A budget smartphone is not expected to be a brilliant gaming device. However, it’s always nice if it can handle some casual gaming. I played Angry Bird Stella for extended periods of time, and the Redmi had no problems. However, things were a bit different with Gameloft’s Spiderman Unlimited. The Redmi started off smoothly, but after about fifteen to twenty minutes of gaming, began to stutter randomly, leading to a really frustrating experience. Once the Redmi gets hot, it throttles the CPU, and performance can suffer noticeably. This is something I didn’t experience with the Moto G. In spite of having slightly better specs than the Moto G, the Redmi 1S doesn’t perform as well in the real world. However, to be honest, if you ignore gaming, the overall experience is pretty smooth. You will experience an occasional lag, but it’s not frequent enough to become annoying. The device has 8 GB of internal memory, out of which only four and a half gigs is available to the user.
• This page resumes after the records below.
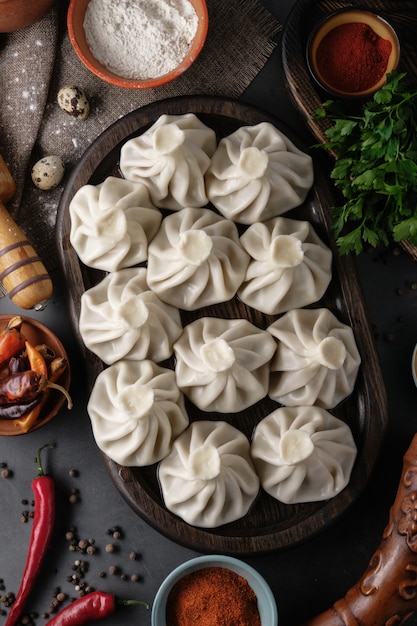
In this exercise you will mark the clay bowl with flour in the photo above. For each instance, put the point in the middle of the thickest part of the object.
(137, 45)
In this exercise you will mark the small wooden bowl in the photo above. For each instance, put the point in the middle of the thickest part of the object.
(75, 23)
(349, 16)
(38, 333)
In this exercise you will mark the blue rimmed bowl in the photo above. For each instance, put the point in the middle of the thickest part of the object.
(266, 602)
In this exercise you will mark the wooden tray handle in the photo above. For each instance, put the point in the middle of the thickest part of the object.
(386, 594)
(21, 271)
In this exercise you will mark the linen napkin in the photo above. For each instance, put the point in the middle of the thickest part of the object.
(37, 61)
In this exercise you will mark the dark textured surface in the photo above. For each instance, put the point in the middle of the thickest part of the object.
(306, 579)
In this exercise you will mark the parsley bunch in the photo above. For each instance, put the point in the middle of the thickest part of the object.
(375, 168)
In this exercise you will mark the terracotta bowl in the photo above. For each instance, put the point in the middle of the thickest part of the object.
(17, 14)
(348, 16)
(75, 23)
(266, 602)
(37, 333)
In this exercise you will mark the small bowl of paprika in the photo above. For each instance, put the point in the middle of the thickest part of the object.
(350, 52)
(34, 375)
(216, 589)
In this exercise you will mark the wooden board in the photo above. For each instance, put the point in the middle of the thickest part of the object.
(269, 525)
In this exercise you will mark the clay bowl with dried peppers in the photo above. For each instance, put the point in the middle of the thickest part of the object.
(214, 586)
(350, 52)
(34, 375)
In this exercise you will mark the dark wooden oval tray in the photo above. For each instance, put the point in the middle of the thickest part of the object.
(269, 525)
(305, 94)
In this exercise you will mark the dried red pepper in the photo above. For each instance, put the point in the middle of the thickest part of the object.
(57, 366)
(21, 387)
(90, 608)
(17, 411)
(12, 341)
(43, 523)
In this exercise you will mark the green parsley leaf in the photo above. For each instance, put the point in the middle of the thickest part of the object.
(375, 167)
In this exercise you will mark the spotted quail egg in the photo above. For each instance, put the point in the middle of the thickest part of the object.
(73, 101)
(48, 172)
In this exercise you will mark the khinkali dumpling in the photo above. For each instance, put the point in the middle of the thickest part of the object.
(196, 259)
(208, 479)
(290, 266)
(121, 318)
(303, 454)
(136, 411)
(112, 224)
(223, 365)
(316, 359)
(257, 173)
(171, 158)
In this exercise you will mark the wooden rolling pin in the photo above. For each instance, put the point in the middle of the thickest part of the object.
(386, 594)
(22, 273)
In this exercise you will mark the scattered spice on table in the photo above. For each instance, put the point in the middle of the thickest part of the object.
(43, 524)
(212, 596)
(353, 57)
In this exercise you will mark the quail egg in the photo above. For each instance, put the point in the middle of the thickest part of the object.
(73, 101)
(48, 172)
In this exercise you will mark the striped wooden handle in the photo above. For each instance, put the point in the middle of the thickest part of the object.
(21, 271)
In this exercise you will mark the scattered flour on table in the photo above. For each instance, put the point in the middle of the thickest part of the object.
(140, 39)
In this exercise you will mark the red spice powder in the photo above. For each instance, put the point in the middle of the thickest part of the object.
(352, 57)
(212, 596)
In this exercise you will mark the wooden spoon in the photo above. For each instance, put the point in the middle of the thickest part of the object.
(21, 271)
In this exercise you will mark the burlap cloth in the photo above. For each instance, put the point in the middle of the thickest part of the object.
(36, 61)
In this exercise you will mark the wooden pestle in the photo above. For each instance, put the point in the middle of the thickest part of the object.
(21, 271)
(386, 594)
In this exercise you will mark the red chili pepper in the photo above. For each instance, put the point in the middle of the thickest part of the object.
(43, 524)
(21, 387)
(12, 341)
(90, 608)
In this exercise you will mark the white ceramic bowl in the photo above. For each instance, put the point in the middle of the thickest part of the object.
(266, 602)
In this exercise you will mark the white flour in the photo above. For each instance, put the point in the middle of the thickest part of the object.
(140, 38)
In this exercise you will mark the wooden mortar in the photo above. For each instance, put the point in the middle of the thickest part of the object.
(21, 271)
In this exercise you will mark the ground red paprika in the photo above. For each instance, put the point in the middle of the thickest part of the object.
(352, 57)
(212, 596)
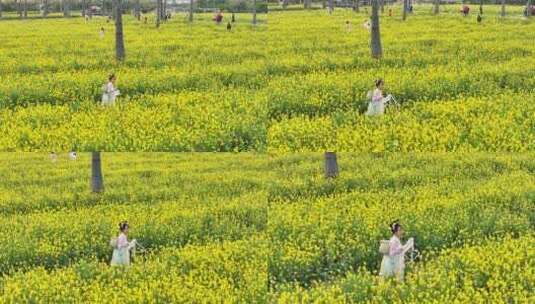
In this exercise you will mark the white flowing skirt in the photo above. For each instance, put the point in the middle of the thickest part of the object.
(392, 267)
(120, 257)
(376, 108)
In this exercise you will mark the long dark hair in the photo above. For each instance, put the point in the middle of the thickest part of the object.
(123, 226)
(378, 82)
(395, 226)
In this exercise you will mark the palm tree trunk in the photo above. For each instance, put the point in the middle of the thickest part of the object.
(190, 10)
(377, 49)
(97, 182)
(119, 39)
(254, 12)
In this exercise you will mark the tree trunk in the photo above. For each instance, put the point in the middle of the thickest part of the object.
(119, 39)
(190, 10)
(97, 182)
(137, 9)
(254, 12)
(382, 6)
(331, 165)
(405, 6)
(19, 8)
(66, 8)
(45, 8)
(377, 49)
(158, 10)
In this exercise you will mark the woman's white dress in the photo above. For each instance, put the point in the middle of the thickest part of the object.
(121, 253)
(109, 95)
(377, 104)
(393, 263)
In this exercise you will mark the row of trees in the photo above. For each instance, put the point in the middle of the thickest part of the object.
(376, 47)
(22, 7)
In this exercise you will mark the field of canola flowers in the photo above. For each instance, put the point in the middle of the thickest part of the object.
(472, 217)
(202, 217)
(464, 86)
(184, 87)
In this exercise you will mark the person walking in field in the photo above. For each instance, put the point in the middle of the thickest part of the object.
(377, 103)
(393, 263)
(109, 91)
(121, 247)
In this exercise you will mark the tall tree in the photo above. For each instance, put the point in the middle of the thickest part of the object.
(119, 39)
(45, 8)
(377, 49)
(19, 8)
(158, 12)
(405, 6)
(356, 7)
(190, 11)
(254, 12)
(137, 10)
(66, 8)
(84, 8)
(97, 182)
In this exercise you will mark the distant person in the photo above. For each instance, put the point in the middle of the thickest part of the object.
(465, 10)
(393, 263)
(218, 17)
(53, 156)
(109, 91)
(376, 105)
(121, 247)
(367, 25)
(348, 26)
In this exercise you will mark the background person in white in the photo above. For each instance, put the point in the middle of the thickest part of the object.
(110, 92)
(393, 263)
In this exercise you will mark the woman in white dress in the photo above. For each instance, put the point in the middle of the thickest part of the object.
(377, 103)
(121, 247)
(109, 91)
(393, 263)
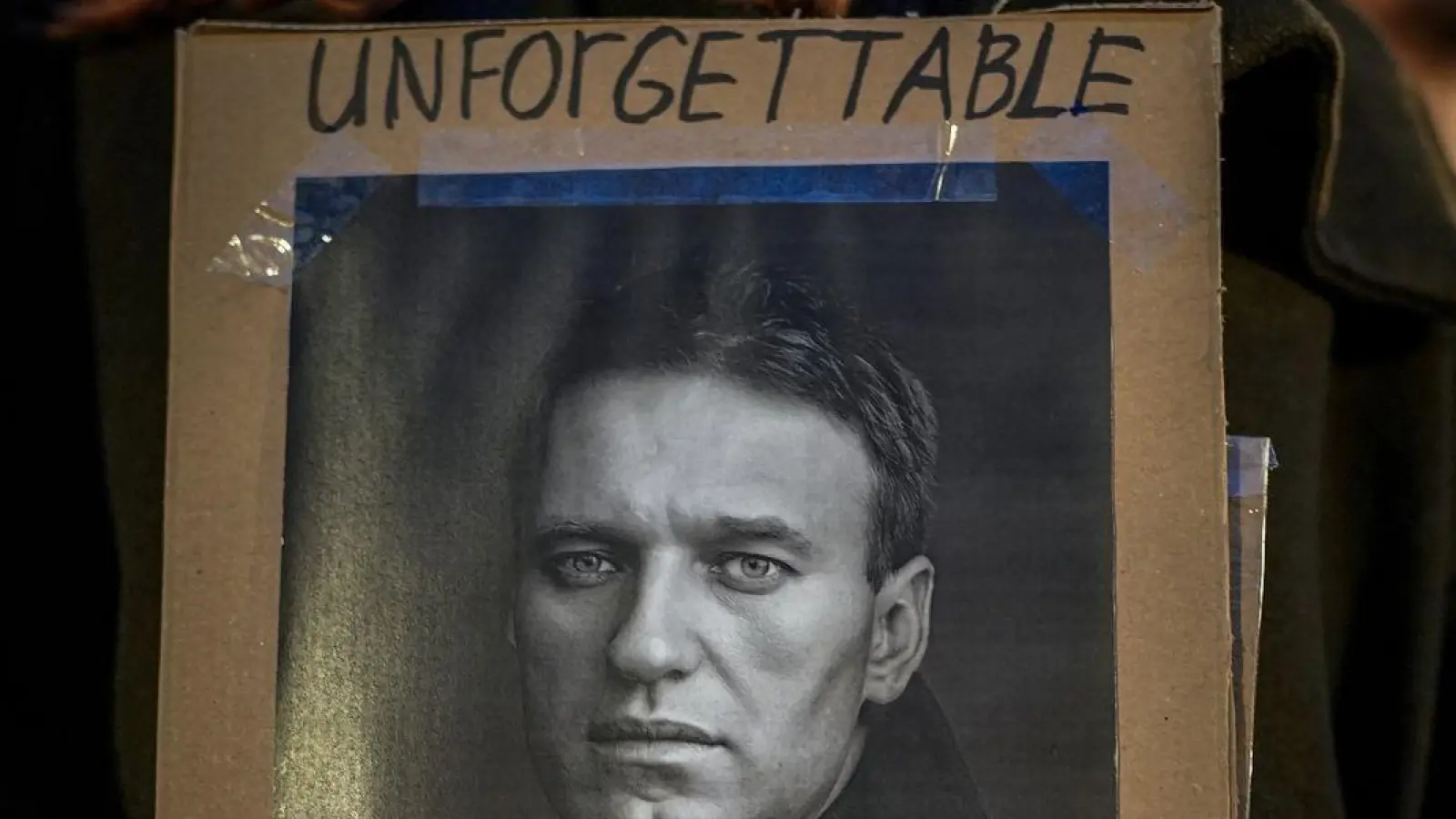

That space can fill up pretty soon if you install a lot of apps, and that’s definitely going to have an impact on the performance. There is also no easy way to move apps to the SD card on MiUi.
There is no 4G or NFC, but the Redmi 1S supports Wi-Fi 802.11 b/g/n, Wi-Fi Direct, Bluetooth 4.0 (including low energy mode), and USB on the go. One surprising issue that I faced with the Redmi is with the GPS sensor. On several occasions, it had trouble accurately pin pointing my location.
Software is undoubtedly the most unique aspect of Xiaomi phones. Redmi ships with MiUi 5, which is based on Android 4.3 (Jelly Bean). MiUi 6 (KitKat) has been announced, but Redmi users might not get it before next year (beta testing is slated to begin towards the end of this year). I’m not a big fan of the MiUi launcher, which gets rid of the app drawer, and instead puts all your apps on the home screen. But, I love most of the other stuff about the UI. In fact, even the home screen that I tend to quickly replace also has its redeeming aspects. Moving apps between screens is remarkably easy thanks to the ‘Move Apps’ feature which allows you to select multiple apps and then swipe to the screen you wish to place them in. You can even shake your phone to automatically organize your icons.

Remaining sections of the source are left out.